Archive 11/15/10 - (3)

 

   

Winter's Imminence

                                                                  

It seems that as grim autumn's daylight grows dim and dimmer,

My days diminish to mere simulacrums of meteors

That once bore the core of my life-force,

In glorious flashes and flares of gaseous brilliance,

Toward the farthest corners of the Lord's perfect universe.

 

The deeper I peer, into the sky protecting my earthly purview

From demons circling, in search or lifeless prey,

The more certain I am that time has abandoned my corpse,

Left me with just the feeblest powers of discernment,

To fend off evil elements meant to permanently darken my spirit.

 

To say that I awaken and fall asleep in impenetrable obscurity

Is to tell but a quarter or an eighth of a half-truth

Regarding the scope of my heart's present dislocation.
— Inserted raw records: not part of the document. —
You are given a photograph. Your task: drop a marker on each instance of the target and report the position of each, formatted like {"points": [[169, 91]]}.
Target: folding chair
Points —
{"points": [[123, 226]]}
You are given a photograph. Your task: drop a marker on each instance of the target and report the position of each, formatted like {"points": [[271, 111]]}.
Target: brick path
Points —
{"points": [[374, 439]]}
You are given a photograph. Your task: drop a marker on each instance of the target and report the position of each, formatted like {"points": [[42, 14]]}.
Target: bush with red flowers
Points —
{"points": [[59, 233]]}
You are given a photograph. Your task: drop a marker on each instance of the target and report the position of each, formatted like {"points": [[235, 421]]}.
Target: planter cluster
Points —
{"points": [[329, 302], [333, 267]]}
In fact, the blackness of my frigid near-existence is bleak,

A stark reminder of imminent winter's spectral desolation,

 

Huddling, in trees, like hideous turkey buzzards —

Those bottom feeders with the red-bleeding, featherless heads —

Believing they've assumed the shapes, taken the camouflaged places,

Of brittle, brown, shriveled leaves the trees have released,

Assuming their disguise, to confuse my truth-seeking sensibilities.

 

Tonight, in a blind mindlessness, alone even to myself,

I'm driving home, through a forest of slowly decaying gravestones,

Weaving through sodden, worm-knotted clods of fog,

Trying, with hopeless abandon, to locate my soul,

Buried somewhere between dismal autumn and abysmal winter.